SS: Now that you’ve been traveling and talking to people around the world, to live audiences, reporters and the like, how has your relationship to Ashraf changed? Do you feel any obligation to him? Do you feel you’re an ambassador for him? Who has he become since you’ve published the book?

 

AS: You know that Ashraf’s dead, right? He died around the time that we were correcting the galleys. I tried to contact him and I couldn’t. I went to Calcutta and found that he had died. So I guess I am, in some ways, an ambassador for Ashraf. One of the things that I want to do when I get back to India is to try and find his children, though I have absolutely no idea how I’ll do it. But it’s a strange, strange situation, because in some ways, if Ashraf were alive, it would’ve been easier.
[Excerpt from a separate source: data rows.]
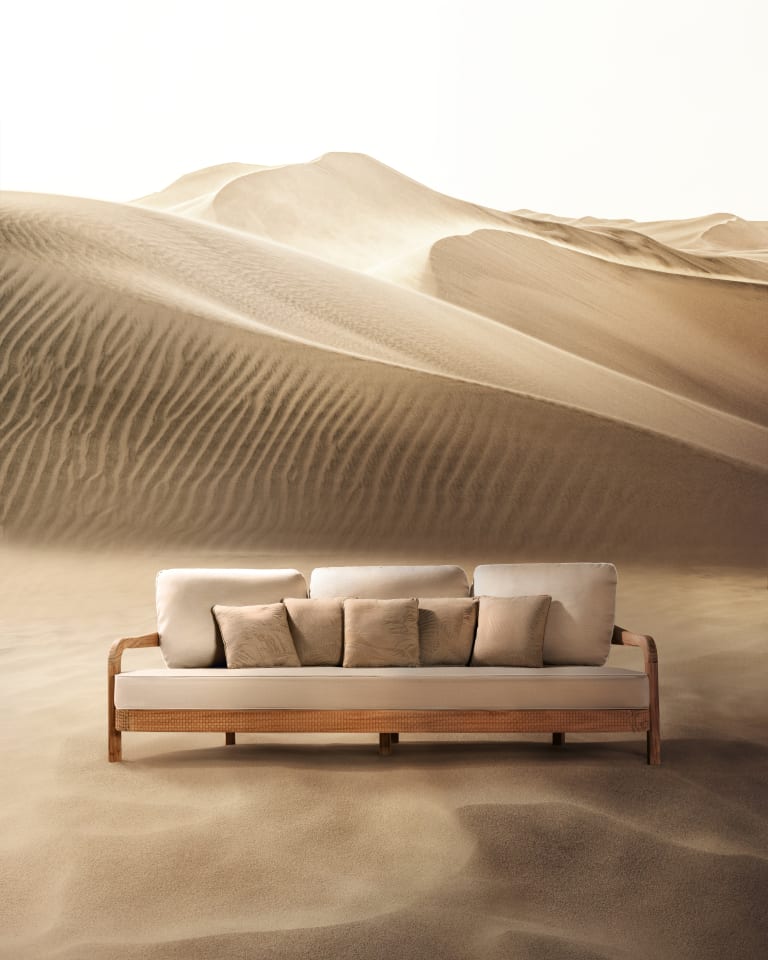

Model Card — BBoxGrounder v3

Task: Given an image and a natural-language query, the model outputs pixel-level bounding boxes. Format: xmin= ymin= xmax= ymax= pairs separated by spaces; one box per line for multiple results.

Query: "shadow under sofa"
xmin=108 ymin=563 xmax=660 ymax=764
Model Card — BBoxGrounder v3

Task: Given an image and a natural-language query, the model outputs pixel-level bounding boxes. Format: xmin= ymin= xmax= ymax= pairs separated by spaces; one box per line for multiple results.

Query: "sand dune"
xmin=136 ymin=153 xmax=768 ymax=285
xmin=645 ymin=214 xmax=768 ymax=254
xmin=134 ymin=152 xmax=518 ymax=271
xmin=421 ymin=228 xmax=768 ymax=424
xmin=516 ymin=208 xmax=768 ymax=259
xmin=1 ymin=190 xmax=766 ymax=560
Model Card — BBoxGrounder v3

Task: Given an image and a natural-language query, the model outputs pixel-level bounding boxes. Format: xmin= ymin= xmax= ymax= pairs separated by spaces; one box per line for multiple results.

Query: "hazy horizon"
xmin=2 ymin=0 xmax=767 ymax=220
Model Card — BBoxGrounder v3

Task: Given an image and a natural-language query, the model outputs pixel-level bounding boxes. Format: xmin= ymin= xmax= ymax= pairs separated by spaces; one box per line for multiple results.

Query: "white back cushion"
xmin=309 ymin=565 xmax=469 ymax=599
xmin=156 ymin=568 xmax=307 ymax=667
xmin=472 ymin=563 xmax=616 ymax=665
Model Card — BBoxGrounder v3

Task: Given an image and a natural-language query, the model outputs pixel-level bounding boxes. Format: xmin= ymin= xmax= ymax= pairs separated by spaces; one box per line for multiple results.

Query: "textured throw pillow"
xmin=343 ymin=598 xmax=420 ymax=667
xmin=284 ymin=597 xmax=343 ymax=666
xmin=212 ymin=602 xmax=300 ymax=668
xmin=471 ymin=595 xmax=552 ymax=667
xmin=418 ymin=597 xmax=478 ymax=666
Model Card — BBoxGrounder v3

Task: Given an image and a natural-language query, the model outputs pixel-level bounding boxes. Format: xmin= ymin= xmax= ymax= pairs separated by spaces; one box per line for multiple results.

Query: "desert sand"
xmin=0 ymin=153 xmax=766 ymax=958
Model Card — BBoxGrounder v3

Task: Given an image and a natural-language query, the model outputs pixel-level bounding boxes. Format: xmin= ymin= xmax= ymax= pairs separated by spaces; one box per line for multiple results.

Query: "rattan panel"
xmin=116 ymin=707 xmax=649 ymax=734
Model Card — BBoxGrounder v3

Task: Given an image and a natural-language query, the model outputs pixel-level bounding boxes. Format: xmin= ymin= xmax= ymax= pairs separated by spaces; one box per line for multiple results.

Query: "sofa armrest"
xmin=611 ymin=625 xmax=657 ymax=667
xmin=107 ymin=633 xmax=160 ymax=762
xmin=612 ymin=625 xmax=660 ymax=764
xmin=108 ymin=633 xmax=160 ymax=678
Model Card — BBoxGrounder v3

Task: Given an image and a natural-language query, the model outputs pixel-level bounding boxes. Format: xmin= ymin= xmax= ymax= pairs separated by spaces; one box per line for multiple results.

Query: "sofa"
xmin=108 ymin=563 xmax=660 ymax=764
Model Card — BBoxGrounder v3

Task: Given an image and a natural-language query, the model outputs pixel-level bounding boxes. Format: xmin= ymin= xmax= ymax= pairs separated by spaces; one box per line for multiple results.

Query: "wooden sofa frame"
xmin=107 ymin=625 xmax=660 ymax=764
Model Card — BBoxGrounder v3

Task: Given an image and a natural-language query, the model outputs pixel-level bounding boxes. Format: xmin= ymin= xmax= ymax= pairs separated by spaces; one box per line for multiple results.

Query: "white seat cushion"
xmin=115 ymin=666 xmax=648 ymax=711
xmin=156 ymin=568 xmax=307 ymax=668
xmin=309 ymin=565 xmax=469 ymax=599
xmin=472 ymin=563 xmax=617 ymax=666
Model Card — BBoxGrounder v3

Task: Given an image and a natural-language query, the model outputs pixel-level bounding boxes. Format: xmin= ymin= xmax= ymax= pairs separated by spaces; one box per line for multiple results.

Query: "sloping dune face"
xmin=425 ymin=230 xmax=768 ymax=424
xmin=1 ymin=156 xmax=766 ymax=560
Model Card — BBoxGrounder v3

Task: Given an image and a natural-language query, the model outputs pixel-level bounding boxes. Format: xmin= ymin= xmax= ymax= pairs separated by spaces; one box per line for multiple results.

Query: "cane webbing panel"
xmin=116 ymin=707 xmax=650 ymax=734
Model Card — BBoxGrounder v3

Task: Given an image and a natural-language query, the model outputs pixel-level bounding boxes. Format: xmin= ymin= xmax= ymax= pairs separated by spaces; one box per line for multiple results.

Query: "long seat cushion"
xmin=309 ymin=565 xmax=469 ymax=599
xmin=473 ymin=563 xmax=617 ymax=666
xmin=157 ymin=568 xmax=308 ymax=668
xmin=115 ymin=666 xmax=649 ymax=711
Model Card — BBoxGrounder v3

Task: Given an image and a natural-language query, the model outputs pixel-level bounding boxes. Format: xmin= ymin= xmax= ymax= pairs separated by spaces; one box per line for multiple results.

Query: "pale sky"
xmin=1 ymin=0 xmax=767 ymax=220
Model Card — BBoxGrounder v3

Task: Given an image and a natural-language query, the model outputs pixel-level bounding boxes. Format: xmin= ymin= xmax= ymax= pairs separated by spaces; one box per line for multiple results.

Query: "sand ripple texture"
xmin=1 ymin=154 xmax=767 ymax=559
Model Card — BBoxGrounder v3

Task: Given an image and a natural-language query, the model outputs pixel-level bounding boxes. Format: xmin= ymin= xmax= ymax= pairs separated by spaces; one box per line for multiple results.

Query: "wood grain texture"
xmin=613 ymin=625 xmax=661 ymax=764
xmin=107 ymin=633 xmax=160 ymax=762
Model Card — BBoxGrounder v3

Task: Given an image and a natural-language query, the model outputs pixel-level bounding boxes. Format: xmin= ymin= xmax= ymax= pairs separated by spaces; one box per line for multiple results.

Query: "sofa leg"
xmin=391 ymin=733 xmax=399 ymax=743
xmin=108 ymin=728 xmax=122 ymax=762
xmin=379 ymin=733 xmax=393 ymax=756
xmin=225 ymin=732 xmax=236 ymax=746
xmin=647 ymin=729 xmax=661 ymax=765
xmin=552 ymin=732 xmax=565 ymax=746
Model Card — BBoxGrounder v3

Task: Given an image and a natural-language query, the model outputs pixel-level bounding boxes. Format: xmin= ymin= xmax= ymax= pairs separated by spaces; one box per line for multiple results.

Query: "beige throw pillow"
xmin=213 ymin=602 xmax=300 ymax=668
xmin=471 ymin=595 xmax=551 ymax=667
xmin=284 ymin=597 xmax=343 ymax=666
xmin=343 ymin=598 xmax=420 ymax=667
xmin=418 ymin=597 xmax=478 ymax=665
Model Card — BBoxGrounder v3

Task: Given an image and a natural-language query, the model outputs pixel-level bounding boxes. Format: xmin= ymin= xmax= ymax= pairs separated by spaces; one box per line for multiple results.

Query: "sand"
xmin=0 ymin=550 xmax=766 ymax=959
xmin=0 ymin=153 xmax=767 ymax=957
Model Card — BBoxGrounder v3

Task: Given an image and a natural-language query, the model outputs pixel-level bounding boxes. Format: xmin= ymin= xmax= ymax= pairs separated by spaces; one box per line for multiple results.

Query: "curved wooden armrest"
xmin=108 ymin=633 xmax=160 ymax=677
xmin=612 ymin=625 xmax=657 ymax=668
xmin=612 ymin=625 xmax=660 ymax=764
xmin=107 ymin=633 xmax=159 ymax=762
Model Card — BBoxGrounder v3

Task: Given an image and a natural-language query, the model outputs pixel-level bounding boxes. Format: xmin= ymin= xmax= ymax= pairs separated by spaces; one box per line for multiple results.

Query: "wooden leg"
xmin=552 ymin=732 xmax=565 ymax=746
xmin=647 ymin=655 xmax=661 ymax=765
xmin=225 ymin=732 xmax=236 ymax=746
xmin=647 ymin=729 xmax=661 ymax=765
xmin=108 ymin=727 xmax=122 ymax=762
xmin=108 ymin=672 xmax=121 ymax=762
xmin=379 ymin=733 xmax=392 ymax=756
xmin=391 ymin=733 xmax=399 ymax=743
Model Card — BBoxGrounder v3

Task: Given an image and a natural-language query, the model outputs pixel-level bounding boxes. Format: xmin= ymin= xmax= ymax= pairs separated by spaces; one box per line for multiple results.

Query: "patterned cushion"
xmin=212 ymin=603 xmax=300 ymax=669
xmin=418 ymin=597 xmax=477 ymax=665
xmin=343 ymin=598 xmax=420 ymax=667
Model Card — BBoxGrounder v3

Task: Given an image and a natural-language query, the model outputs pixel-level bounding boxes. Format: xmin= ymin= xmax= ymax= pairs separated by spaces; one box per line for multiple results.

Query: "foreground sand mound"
xmin=1 ymin=191 xmax=765 ymax=560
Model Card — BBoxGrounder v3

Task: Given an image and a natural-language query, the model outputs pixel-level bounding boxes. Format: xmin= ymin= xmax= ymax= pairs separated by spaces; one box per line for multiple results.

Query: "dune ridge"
xmin=135 ymin=153 xmax=768 ymax=284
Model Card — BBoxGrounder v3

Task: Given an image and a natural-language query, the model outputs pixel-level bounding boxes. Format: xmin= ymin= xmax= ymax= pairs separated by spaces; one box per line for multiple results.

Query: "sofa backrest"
xmin=309 ymin=565 xmax=469 ymax=599
xmin=472 ymin=563 xmax=616 ymax=666
xmin=156 ymin=568 xmax=308 ymax=668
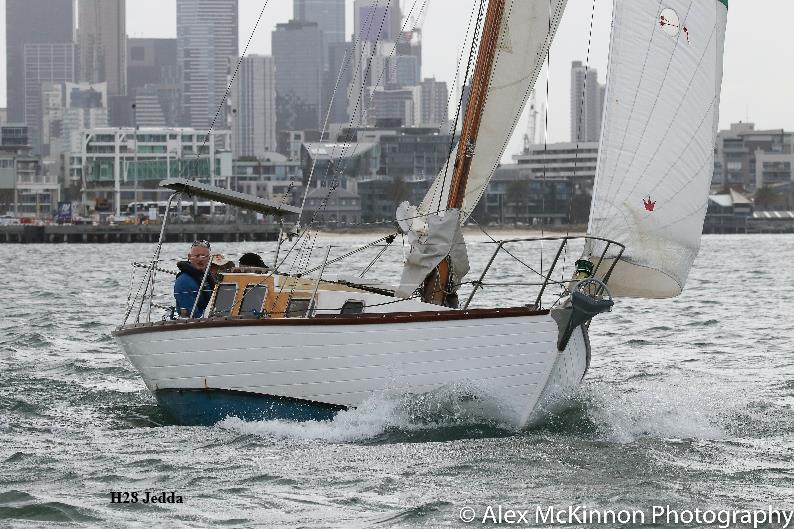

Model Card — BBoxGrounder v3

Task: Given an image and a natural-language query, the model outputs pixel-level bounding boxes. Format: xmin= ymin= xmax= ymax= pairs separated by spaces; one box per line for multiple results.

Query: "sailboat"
xmin=114 ymin=0 xmax=728 ymax=428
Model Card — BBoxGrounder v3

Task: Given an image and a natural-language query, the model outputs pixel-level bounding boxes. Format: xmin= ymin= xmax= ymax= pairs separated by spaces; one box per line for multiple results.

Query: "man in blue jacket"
xmin=174 ymin=240 xmax=215 ymax=317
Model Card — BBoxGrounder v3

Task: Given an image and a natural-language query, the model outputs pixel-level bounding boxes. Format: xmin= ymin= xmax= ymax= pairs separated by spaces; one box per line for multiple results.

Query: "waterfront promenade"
xmin=0 ymin=223 xmax=282 ymax=244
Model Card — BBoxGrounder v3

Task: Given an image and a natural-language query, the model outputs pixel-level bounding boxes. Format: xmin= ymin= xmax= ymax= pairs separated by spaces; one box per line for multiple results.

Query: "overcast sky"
xmin=1 ymin=0 xmax=792 ymax=156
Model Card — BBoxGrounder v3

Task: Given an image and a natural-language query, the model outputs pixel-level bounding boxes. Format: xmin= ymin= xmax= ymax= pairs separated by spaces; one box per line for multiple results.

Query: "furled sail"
xmin=586 ymin=0 xmax=728 ymax=298
xmin=418 ymin=0 xmax=568 ymax=223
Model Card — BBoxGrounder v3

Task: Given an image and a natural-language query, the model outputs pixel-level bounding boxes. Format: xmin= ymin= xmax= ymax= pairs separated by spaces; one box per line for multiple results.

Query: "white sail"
xmin=419 ymin=0 xmax=568 ymax=222
xmin=587 ymin=0 xmax=728 ymax=298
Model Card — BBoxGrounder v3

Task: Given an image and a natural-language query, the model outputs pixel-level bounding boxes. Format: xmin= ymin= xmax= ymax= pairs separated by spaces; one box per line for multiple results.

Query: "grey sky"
xmin=1 ymin=0 xmax=792 ymax=155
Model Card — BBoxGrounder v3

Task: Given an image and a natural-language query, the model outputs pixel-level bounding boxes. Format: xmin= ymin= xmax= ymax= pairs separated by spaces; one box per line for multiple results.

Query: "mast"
xmin=421 ymin=0 xmax=506 ymax=305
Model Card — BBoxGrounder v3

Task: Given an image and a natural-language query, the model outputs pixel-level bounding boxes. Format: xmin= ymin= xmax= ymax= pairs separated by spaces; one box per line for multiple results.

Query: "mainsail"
xmin=418 ymin=0 xmax=568 ymax=223
xmin=586 ymin=0 xmax=728 ymax=298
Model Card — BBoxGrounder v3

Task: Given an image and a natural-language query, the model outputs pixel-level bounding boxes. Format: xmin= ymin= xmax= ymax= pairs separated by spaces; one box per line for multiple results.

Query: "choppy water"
xmin=1 ymin=233 xmax=792 ymax=528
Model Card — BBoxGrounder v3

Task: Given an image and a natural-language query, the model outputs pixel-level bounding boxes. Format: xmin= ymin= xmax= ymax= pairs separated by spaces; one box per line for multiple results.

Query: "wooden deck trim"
xmin=113 ymin=306 xmax=550 ymax=337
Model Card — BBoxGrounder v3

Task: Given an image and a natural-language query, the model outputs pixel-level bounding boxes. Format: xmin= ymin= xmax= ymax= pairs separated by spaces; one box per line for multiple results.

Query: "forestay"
xmin=418 ymin=0 xmax=568 ymax=223
xmin=586 ymin=0 xmax=728 ymax=298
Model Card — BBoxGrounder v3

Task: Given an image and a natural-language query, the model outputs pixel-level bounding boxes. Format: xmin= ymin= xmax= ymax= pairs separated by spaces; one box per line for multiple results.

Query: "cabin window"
xmin=340 ymin=300 xmax=365 ymax=315
xmin=240 ymin=285 xmax=268 ymax=316
xmin=285 ymin=298 xmax=312 ymax=318
xmin=212 ymin=283 xmax=238 ymax=317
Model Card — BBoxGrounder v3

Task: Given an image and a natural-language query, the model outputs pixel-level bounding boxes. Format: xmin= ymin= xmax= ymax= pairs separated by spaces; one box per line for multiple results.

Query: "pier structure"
xmin=0 ymin=223 xmax=281 ymax=243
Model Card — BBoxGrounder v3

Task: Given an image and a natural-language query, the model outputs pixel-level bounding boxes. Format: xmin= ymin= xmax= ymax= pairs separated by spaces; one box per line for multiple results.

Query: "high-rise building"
xmin=325 ymin=41 xmax=353 ymax=125
xmin=366 ymin=78 xmax=447 ymax=128
xmin=294 ymin=0 xmax=345 ymax=47
xmin=128 ymin=39 xmax=178 ymax=91
xmin=5 ymin=0 xmax=74 ymax=123
xmin=128 ymin=38 xmax=180 ymax=127
xmin=368 ymin=87 xmax=415 ymax=126
xmin=177 ymin=0 xmax=239 ymax=129
xmin=78 ymin=0 xmax=127 ymax=96
xmin=294 ymin=1 xmax=348 ymax=127
xmin=570 ymin=61 xmax=604 ymax=143
xmin=41 ymin=81 xmax=108 ymax=185
xmin=348 ymin=1 xmax=403 ymax=125
xmin=394 ymin=30 xmax=422 ymax=86
xmin=229 ymin=55 xmax=277 ymax=159
xmin=272 ymin=20 xmax=324 ymax=135
xmin=418 ymin=78 xmax=447 ymax=128
xmin=354 ymin=0 xmax=402 ymax=44
xmin=24 ymin=43 xmax=76 ymax=154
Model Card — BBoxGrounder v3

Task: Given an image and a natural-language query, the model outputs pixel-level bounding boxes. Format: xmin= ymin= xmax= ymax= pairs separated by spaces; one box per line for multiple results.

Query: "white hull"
xmin=116 ymin=311 xmax=588 ymax=429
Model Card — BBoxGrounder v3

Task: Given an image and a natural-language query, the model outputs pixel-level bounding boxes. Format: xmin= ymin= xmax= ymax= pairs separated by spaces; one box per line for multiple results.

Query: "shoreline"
xmin=0 ymin=222 xmax=789 ymax=244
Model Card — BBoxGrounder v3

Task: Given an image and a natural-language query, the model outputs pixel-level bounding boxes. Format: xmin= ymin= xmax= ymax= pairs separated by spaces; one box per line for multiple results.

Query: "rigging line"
xmin=344 ymin=0 xmax=394 ymax=129
xmin=421 ymin=0 xmax=480 ymax=213
xmin=275 ymin=0 xmax=395 ymax=269
xmin=301 ymin=234 xmax=398 ymax=276
xmin=584 ymin=0 xmax=617 ymax=239
xmin=569 ymin=0 xmax=597 ymax=223
xmin=607 ymin=0 xmax=696 ymax=201
xmin=540 ymin=0 xmax=554 ymax=275
xmin=593 ymin=0 xmax=666 ymax=212
xmin=182 ymin=0 xmax=271 ymax=182
xmin=247 ymin=232 xmax=398 ymax=307
xmin=447 ymin=0 xmax=516 ymax=216
xmin=339 ymin=0 xmax=387 ymax=125
xmin=445 ymin=0 xmax=482 ymax=132
xmin=436 ymin=0 xmax=488 ymax=213
xmin=563 ymin=0 xmax=597 ymax=282
xmin=297 ymin=48 xmax=354 ymax=225
xmin=360 ymin=241 xmax=393 ymax=278
xmin=466 ymin=0 xmax=566 ymax=226
xmin=307 ymin=0 xmax=429 ymax=220
xmin=301 ymin=0 xmax=417 ymax=226
xmin=291 ymin=0 xmax=431 ymax=269
xmin=615 ymin=23 xmax=718 ymax=202
xmin=297 ymin=0 xmax=420 ymax=226
xmin=281 ymin=0 xmax=432 ymax=278
xmin=276 ymin=0 xmax=383 ymax=243
xmin=277 ymin=233 xmax=318 ymax=307
xmin=450 ymin=0 xmax=511 ymax=215
xmin=467 ymin=216 xmax=547 ymax=279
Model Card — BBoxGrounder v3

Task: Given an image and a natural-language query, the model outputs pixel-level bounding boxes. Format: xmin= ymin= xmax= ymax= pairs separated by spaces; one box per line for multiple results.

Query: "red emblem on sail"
xmin=643 ymin=196 xmax=656 ymax=212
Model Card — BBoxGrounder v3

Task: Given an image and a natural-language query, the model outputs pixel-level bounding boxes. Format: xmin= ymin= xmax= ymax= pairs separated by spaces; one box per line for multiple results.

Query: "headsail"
xmin=586 ymin=0 xmax=728 ymax=298
xmin=418 ymin=0 xmax=568 ymax=223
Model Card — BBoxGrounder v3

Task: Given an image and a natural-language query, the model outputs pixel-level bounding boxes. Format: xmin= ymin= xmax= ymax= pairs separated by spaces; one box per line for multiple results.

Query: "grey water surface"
xmin=0 ymin=233 xmax=792 ymax=528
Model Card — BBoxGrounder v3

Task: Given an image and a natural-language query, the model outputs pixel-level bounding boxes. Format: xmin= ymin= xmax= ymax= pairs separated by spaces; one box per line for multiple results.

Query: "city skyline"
xmin=0 ymin=0 xmax=792 ymax=147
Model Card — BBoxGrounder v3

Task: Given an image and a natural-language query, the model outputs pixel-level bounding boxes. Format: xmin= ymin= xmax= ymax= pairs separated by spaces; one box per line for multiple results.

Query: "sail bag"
xmin=587 ymin=0 xmax=728 ymax=298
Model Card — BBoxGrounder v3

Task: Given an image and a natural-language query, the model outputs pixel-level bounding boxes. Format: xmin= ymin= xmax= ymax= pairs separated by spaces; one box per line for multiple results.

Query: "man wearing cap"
xmin=174 ymin=240 xmax=215 ymax=318
xmin=210 ymin=254 xmax=234 ymax=282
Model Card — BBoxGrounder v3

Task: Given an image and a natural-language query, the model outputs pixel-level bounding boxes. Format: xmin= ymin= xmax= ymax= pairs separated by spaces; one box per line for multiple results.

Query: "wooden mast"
xmin=421 ymin=0 xmax=506 ymax=305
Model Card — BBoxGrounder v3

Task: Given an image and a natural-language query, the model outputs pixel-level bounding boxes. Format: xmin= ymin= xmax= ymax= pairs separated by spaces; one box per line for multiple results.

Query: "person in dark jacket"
xmin=174 ymin=240 xmax=215 ymax=317
xmin=238 ymin=252 xmax=269 ymax=270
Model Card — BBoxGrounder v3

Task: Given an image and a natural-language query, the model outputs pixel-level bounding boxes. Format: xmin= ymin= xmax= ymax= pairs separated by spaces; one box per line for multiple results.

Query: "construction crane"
xmin=522 ymin=91 xmax=541 ymax=153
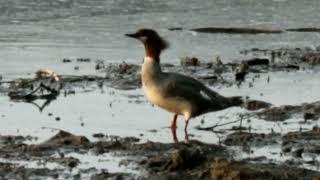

We would’ve had a chat and then had a kind of honest conversation of “Okay, you know, this is how much money the book has made me, and, you know, let’s figure it out.” But now, I’m not sure how to figure this out in some way.

 

SS: Yeah. Do you miss him?

 

AS: I miss him a great deal. After he died, I thought of writing a long piece. Ashraf and I—I mean, we’d kind of stretched on for five years. When my friend told me he had died, I reached into my bag, and I started saying, “When did he die? How did he die?” And then my friend said, “Are you working on the last chapter of your book?” I was just gutted. I was absolutely gutted. “No.” And then I found myself thinking about whether this is a feeling that maybe I could engage with words. Which I didn’t think was true. It’s a strange moral place to inhabit.

 

SS: Do you miss the Delhi that he inhabited and whose spaces you shared?

 

AS: I do. I go back every now and then—and I realized that it’s never going to be the same. Primarily because the people who actually treated me like a person are now gone. I had a period where I was sort of an insider-outsider, where I would show up and just kind of slip into the streets. But that space is gone, because all of us who made that space are gone.